This page documents the on-demand course snapshot backfill flow: how missing courses are resolved at runtime, how snapshots are used immediately in the UI, and how backfill candidates are collected and processed by a delayed pipeline workflow.

User-triggered snapshots are never canonical by default.

Problem statement#

Some courses referenced by students are missing from Sisukas because they are:

  • no longer present in the active Sisu course catalog, and
  • not included in the prebuilt historical dataset used by Sisukas.

These are typically older or retired courses whose course codes still appear in:

  • degree requirements,
  • archived study guides,
  • student plans imported from transcripts.

Course unit IDs are not stable over time, while course codes are user-facing and long-lived. A missing course is therefore treated as a data gap, not an error.

Design goals#

The snapshot backfill mechanism is designed to:

  • allow users to recover missing courses immediately
  • avoid polluting canonical course datasets
  • keep ingestion deterministic and replayable
  • maintain a strict separation between signal and source of truth

High-level architecture#

  1. Runtime resolution
    Missing courses are resolved via sisu-wrapper and stored as snapshots.

  2. Candidate logging
    Each successful resolution emits a backfill candidate record.

  3. Delayed pipeline workflow
    Candidates are processed after a fixed time window and fed into historical data maintenance.

sisu-wrapper: course resolution endpoint#

Sisukas relies on a dedicated resolver endpoint to fetch archived or inactive course metadata.

Endpoint#

GET /v1/courses/resolve

Parameters#

  • course_code (required) User-facing course code (e.g. CS-A1140).

  • lang (optional) Preferred language for display fields. All available language variants are still returned.

Resolution outcomes#

The resolver returns a status, not just raw data:

  • active – course exists in the active catalog
  • historical – course exists in the historical dataset
  • archived – course found via broader or archival resolution
  • ambiguous – multiple plausible matches (e.g. reused codes)
  • not_found – no matching course could be resolved

Each response includes:

  • resolution status and confidence
  • one or more candidate matches
  • provenance (source endpoints, retrieval time)
  • raw payload for audit and debugging

The resolver does not decide whether a course is canonical. It only reports what can be resolved and with what confidence.

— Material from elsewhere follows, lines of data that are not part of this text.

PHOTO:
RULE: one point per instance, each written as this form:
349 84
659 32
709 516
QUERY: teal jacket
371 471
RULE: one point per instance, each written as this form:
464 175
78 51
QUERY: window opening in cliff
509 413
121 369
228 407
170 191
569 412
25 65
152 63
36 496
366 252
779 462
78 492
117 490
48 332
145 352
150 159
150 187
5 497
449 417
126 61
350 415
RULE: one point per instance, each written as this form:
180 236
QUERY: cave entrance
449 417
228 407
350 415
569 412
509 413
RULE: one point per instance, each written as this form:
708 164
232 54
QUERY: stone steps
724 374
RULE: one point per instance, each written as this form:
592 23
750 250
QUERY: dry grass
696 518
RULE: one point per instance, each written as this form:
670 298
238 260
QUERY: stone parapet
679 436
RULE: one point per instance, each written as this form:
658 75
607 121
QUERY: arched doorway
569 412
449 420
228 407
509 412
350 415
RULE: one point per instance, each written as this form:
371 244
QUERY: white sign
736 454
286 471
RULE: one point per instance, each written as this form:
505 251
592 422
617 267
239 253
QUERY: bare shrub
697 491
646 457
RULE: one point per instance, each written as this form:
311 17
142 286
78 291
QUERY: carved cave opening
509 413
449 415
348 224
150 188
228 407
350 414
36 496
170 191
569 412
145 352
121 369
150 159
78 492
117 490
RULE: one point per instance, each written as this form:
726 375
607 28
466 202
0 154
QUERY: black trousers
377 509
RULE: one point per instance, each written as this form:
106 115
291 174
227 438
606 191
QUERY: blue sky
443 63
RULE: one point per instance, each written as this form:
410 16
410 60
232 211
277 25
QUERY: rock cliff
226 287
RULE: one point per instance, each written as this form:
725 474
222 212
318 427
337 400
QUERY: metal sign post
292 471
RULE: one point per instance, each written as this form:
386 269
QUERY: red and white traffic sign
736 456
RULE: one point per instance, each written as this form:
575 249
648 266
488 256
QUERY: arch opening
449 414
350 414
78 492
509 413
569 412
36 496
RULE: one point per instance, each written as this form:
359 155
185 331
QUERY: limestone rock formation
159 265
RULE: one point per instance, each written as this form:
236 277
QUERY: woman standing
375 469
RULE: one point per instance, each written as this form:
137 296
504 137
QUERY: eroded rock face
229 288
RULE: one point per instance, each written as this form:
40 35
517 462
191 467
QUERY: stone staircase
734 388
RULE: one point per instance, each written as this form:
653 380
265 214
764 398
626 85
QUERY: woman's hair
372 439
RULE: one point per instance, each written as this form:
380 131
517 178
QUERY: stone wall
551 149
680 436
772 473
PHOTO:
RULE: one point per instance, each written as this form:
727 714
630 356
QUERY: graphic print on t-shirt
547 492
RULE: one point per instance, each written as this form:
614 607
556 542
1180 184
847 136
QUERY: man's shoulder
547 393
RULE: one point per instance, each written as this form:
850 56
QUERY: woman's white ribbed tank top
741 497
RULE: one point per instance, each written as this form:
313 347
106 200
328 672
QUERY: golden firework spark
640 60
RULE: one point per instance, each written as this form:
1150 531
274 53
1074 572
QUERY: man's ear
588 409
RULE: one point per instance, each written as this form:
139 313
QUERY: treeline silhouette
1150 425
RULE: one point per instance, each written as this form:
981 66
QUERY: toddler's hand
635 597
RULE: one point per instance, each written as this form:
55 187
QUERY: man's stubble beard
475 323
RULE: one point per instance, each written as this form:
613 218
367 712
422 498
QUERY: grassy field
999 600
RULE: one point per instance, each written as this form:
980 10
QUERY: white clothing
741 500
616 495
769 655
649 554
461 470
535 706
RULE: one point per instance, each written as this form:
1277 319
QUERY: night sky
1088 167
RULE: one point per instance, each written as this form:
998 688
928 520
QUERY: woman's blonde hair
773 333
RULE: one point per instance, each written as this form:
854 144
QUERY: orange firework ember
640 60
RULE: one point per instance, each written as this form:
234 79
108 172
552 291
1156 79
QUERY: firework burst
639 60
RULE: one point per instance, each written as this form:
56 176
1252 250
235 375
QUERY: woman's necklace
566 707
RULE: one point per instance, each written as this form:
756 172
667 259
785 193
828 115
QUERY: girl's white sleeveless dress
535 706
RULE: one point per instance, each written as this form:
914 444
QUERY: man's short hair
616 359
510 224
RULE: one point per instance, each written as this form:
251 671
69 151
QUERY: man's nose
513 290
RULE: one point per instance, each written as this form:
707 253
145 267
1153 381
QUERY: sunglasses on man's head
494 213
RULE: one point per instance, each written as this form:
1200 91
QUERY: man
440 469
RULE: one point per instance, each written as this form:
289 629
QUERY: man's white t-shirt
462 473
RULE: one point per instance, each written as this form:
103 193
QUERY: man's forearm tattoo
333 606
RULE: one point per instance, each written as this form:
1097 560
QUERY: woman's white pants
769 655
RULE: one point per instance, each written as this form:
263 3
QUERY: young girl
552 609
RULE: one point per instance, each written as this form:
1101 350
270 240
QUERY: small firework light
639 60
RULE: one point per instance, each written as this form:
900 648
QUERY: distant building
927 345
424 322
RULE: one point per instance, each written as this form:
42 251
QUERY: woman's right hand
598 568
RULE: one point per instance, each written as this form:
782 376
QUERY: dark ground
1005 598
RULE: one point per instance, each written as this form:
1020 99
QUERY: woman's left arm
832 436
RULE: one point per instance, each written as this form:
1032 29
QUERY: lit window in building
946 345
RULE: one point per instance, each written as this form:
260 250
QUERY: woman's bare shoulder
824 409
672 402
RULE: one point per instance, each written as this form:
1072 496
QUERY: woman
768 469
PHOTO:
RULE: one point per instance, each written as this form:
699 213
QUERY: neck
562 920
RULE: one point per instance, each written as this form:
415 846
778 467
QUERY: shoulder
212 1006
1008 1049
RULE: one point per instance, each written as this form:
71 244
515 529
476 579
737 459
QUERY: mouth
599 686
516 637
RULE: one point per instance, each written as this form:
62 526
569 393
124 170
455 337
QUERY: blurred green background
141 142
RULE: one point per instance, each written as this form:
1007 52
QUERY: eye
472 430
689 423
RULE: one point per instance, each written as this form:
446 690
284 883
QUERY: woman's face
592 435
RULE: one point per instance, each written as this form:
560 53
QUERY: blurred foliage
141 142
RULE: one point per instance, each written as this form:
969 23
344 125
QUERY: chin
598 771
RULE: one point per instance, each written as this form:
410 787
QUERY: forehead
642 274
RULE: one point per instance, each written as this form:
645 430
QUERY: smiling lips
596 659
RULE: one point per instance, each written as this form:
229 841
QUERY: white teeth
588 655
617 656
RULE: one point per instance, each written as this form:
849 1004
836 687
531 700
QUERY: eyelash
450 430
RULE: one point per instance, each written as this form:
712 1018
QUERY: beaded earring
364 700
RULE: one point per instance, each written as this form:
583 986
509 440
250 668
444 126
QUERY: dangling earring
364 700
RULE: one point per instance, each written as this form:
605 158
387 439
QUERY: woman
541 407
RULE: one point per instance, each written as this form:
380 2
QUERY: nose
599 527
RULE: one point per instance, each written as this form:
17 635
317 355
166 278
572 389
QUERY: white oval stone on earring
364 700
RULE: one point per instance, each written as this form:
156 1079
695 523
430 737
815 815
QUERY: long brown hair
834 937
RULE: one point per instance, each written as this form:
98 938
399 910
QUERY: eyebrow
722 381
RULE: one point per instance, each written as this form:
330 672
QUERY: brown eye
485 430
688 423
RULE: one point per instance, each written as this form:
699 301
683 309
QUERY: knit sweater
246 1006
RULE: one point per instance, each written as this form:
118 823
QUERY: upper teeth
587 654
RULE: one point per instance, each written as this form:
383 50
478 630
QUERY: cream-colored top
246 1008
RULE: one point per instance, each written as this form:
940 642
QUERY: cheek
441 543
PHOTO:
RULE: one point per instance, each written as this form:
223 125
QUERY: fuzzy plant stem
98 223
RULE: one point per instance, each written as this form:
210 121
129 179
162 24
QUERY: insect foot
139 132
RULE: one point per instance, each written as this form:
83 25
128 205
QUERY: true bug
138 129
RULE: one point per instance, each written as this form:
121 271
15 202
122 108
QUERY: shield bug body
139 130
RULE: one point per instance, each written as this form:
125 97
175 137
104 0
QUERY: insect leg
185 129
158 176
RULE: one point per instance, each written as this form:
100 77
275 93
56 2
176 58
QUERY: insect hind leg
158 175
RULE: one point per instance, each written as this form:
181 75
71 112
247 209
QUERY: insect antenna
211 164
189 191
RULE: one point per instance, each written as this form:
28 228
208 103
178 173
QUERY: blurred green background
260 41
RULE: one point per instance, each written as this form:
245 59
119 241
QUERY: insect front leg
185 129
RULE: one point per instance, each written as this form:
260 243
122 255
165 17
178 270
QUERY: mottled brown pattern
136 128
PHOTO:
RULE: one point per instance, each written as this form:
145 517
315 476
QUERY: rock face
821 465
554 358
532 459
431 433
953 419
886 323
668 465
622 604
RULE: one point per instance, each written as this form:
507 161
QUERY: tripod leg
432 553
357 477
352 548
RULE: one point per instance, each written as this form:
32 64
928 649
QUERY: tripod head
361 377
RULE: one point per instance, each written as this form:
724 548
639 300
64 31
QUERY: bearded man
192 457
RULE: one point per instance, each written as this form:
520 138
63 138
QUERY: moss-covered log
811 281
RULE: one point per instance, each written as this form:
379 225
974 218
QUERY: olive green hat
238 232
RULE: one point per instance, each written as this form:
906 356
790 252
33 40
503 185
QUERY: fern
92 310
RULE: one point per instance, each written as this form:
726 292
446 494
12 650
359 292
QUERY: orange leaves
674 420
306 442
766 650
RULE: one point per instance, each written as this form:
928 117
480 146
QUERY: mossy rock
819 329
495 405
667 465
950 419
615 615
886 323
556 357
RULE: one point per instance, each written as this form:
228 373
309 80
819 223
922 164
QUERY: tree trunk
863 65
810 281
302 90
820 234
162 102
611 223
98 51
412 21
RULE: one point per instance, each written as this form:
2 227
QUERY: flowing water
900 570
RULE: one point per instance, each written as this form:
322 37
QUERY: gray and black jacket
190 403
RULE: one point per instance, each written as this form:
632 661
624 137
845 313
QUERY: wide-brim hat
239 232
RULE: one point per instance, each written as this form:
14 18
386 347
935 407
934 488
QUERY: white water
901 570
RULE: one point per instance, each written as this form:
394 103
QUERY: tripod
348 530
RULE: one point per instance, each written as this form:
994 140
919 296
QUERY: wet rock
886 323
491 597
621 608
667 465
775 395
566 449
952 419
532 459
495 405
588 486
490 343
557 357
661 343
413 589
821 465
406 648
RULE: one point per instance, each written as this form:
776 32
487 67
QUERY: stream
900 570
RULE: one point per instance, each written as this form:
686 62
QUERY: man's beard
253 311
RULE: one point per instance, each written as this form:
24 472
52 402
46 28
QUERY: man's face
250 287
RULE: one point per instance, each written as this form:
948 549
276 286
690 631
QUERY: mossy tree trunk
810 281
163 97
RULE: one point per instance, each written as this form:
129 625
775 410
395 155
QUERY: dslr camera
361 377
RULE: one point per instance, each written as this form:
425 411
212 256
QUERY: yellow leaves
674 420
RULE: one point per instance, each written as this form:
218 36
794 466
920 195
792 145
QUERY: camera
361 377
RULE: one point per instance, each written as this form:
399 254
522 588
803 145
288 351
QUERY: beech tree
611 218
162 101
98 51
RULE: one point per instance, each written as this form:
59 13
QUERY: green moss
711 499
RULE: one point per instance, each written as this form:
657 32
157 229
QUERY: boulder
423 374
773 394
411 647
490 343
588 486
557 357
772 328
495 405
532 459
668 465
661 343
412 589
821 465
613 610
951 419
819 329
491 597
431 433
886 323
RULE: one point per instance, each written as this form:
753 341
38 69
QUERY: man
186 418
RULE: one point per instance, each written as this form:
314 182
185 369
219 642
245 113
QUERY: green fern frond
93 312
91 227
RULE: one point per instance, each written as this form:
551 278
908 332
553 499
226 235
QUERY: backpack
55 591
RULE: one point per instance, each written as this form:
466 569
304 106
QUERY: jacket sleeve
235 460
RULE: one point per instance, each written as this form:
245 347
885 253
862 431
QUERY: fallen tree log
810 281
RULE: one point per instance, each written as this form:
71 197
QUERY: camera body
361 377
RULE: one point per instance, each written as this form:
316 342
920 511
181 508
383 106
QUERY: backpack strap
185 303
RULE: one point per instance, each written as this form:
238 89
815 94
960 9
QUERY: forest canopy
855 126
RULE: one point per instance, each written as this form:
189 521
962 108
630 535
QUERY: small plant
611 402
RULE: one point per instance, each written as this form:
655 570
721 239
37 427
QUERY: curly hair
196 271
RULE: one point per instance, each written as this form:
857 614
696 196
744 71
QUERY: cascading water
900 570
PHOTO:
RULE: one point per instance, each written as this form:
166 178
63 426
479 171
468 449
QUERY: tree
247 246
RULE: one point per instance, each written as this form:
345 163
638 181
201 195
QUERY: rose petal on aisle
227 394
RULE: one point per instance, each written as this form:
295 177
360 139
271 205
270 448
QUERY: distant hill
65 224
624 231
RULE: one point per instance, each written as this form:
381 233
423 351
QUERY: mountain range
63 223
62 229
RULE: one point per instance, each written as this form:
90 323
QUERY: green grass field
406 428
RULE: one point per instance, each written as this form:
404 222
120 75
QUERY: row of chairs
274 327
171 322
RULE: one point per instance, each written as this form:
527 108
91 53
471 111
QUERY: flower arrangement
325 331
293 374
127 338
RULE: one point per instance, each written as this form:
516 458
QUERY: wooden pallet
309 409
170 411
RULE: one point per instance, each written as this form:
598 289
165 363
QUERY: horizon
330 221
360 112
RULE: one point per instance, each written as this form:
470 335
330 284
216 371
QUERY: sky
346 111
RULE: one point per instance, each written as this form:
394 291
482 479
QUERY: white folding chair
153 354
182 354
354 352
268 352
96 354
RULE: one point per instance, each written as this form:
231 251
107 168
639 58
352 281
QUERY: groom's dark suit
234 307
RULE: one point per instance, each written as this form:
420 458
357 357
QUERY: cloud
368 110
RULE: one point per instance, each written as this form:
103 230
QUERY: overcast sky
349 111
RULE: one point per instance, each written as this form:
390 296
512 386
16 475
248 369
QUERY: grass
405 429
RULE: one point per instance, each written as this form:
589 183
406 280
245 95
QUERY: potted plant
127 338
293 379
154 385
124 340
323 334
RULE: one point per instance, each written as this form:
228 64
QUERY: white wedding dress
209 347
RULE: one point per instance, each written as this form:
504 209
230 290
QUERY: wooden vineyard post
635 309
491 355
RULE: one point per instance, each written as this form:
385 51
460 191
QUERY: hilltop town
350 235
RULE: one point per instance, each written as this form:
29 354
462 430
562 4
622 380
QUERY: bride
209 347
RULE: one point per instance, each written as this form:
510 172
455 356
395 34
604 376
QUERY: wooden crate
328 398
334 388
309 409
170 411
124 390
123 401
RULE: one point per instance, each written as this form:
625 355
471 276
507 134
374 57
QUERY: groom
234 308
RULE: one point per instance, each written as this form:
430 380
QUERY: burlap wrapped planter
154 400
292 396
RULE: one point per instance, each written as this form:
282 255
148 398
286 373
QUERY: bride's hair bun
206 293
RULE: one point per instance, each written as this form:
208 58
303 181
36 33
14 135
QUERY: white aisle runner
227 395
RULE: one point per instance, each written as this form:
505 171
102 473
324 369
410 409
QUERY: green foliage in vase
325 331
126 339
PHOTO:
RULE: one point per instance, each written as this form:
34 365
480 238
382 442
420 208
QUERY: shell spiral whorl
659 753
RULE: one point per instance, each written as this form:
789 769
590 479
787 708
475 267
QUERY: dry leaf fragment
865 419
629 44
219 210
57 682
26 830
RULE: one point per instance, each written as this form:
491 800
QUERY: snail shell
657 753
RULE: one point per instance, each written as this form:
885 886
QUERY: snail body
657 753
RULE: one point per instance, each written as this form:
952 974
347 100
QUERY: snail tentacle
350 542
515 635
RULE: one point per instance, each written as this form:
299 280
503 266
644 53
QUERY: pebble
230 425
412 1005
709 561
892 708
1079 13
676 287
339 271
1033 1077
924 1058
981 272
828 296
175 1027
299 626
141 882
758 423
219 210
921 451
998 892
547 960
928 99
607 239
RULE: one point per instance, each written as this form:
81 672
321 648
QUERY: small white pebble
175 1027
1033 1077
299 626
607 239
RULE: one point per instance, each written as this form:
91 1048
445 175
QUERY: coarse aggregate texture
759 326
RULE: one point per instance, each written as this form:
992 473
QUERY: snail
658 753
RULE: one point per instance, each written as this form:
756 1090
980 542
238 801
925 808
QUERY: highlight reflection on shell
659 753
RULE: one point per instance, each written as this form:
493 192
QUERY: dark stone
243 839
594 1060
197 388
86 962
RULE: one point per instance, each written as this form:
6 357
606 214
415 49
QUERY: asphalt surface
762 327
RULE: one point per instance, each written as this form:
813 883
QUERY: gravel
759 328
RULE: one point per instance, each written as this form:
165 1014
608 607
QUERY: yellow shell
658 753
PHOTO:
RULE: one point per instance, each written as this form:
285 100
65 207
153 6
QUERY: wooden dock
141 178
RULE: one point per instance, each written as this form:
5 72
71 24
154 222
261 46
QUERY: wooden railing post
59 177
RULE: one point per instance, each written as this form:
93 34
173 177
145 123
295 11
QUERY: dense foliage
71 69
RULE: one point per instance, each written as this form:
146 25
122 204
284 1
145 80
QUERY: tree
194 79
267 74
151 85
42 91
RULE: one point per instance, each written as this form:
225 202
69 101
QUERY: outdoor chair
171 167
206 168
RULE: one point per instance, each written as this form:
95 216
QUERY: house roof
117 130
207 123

Snapshot storage in Sisukas#

Resolved courses are stored as snapshots, not as canonical course units.

Snapshots are written to a dedicated store (for example course_snapshots) containing:

  • requested course_code
  • resolution status and confidence
  • full snapshot payload
  • fetch timestamp
  • expiration timestamp (TTL)
  • request counters

This ensures:

  • snapshots remain clearly distinguishable from curated data
  • outdated or incorrect data expires automatically
  • repeated requests for the same course are coalesced

UI behavior#

Missing course state#

When a course code is not found in canonical datasets, the UI shows:

  • a clear “course not in catalog” message
  • a primary action to fetch archived snapshot

Missing data is treated as a recoverable state, not a failure.

Snapshot-backed course pages#

If a snapshot exists:

  • the course page is rendered from snapshot data
  • a visible badge indicates the course is archived / snapshot-based
  • features requiring realisations or scheduling data may be disabled

Snapshots remain usable for:

  • favourites
  • plan inclusion
  • transcript-derived references

Ambiguous resolution#

If the resolver returns multiple matches:

  • the user is prompted to select the correct version

  • options are differentiated by:

    • validity period
    • name
    • credits (if available)

The selected match is persisted to keep subsequent visits stable.

Expiration and refresh#

Snapshots are temporary by design.

  • archived or historical snapshots use a longer TTL
  • not_found results may use a short TTL to avoid repeated lookups
  • expired snapshots are re-fetched on demand

This prevents the snapshot store from becoming a second historical database.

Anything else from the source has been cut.